Als we het hebben over spellen met gevaarlijke objecten, dan hebben we het in het geval van mijn onderzoek over messen. Dit komt veel voor in Noorwegen: als een kind vijf wordt, staan volwassenen hem toe een zakmes te gebruiken. Hij kan hem naar de kleuterschool brengen, pijpen uit houten blokken snijden. Kinderen die graag met messen spelen, kunnen als volwassenen beter omgaan met gevaarlijke voorwerpen dan degenen voor wie scherpe voorwerpen verborgen zijn.

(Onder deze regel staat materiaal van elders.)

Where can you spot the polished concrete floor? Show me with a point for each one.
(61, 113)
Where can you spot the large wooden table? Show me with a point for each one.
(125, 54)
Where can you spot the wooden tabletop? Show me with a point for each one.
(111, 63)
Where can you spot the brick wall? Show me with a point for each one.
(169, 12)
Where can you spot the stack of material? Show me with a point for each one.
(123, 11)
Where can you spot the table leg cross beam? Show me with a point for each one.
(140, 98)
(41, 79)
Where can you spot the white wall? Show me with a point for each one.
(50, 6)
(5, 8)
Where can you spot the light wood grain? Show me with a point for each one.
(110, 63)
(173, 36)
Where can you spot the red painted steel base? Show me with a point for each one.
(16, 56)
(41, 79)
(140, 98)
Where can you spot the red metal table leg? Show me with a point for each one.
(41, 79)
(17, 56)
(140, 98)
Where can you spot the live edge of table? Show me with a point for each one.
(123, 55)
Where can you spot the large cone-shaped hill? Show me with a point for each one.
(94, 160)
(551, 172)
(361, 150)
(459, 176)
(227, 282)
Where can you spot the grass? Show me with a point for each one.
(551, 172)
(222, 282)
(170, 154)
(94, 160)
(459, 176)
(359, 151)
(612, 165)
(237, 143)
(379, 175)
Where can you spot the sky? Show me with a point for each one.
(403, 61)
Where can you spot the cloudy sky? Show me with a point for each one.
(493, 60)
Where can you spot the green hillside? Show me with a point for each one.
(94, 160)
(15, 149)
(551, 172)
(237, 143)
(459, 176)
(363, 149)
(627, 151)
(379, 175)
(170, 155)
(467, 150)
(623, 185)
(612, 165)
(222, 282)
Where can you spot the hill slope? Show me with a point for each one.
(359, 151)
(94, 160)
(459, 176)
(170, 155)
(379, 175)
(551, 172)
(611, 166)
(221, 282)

En als kinderen vechten, proberen ze technieken te ontwikkelen om in elk geschil te winnen en een plaats in de samenleving in te nemen. Vanuit sociaal oogpunt zijn gevechten op speelplaatsen erg belangrijk, omdat kinderen zelfvertrouwen ontwikkelen en leren vechten.

LEIF KENNAR: Vanuit een evolutionair perspectief zou de ideale speeltuin moeten zijn zoals de omgeving waarin het kind zal leven naarmate het ouder wordt. Maar zulke dingen waren duizend jaar geleden mogelijk, niet nu. De moderne samenleving verandert te snel, veranderingen zijn niet voorspelbaar genoeg, en we kunnen één ding doen: het kind de kans geven om te spelen zoals hij wil en zijn angsten overwinnen. Elke ouder wil dat zijn kind geen gevaarlijke hoogten beklimt, bang is voor vreemden, geen scherpe voorwerpen grijpt. Op een ideale site worden al deze gevaren in miniatuur verzameld. Je kunt je baby bedekken met watten, hun speelgoed eindeloos steriliseren, maar uiteindelijk zullen ze opgroeien en geconfronteerd worden met bacteriën, harde aarde en scherpe hoeken.

Als kind woonde ik in een dorp in de buurt van Oslo. Ik klom rustig in bomen, kliffen en rotsen, en mijn ouders konden zich niet voorstellen dat het gevaarlijk was. Toen ik zes was, besloot ik een meisje te overtuigen dat ik heel graag van een kleine klif naar een boom wilde springen. Ik stond op de klif, pakte de tak van de boom die het dichtst bij me stond, vrij flexibel, met zulke rode bessen. Ik vloog omhoog en viel toen met alle macht tegen de voet van de klif. Het meisje rende angstig weg, en ik kroop op handen en voeten naar huis. Mijn vader was weg, mijn moeder gaf mijn zus te eten in de slaapkamer en ik stopte stiekem mijn bloederige overhemd in de wasmachine. Maar mijn moeder vond haar natuurlijk, waarna ze me onderzocht en me naar de dokter bracht. Sindsdien heb ik een litteken van 15 centimeter op mijn rug. Maar zulke dingen zijn normaal, ze leren je om je capaciteiten af te meten aan verlangens.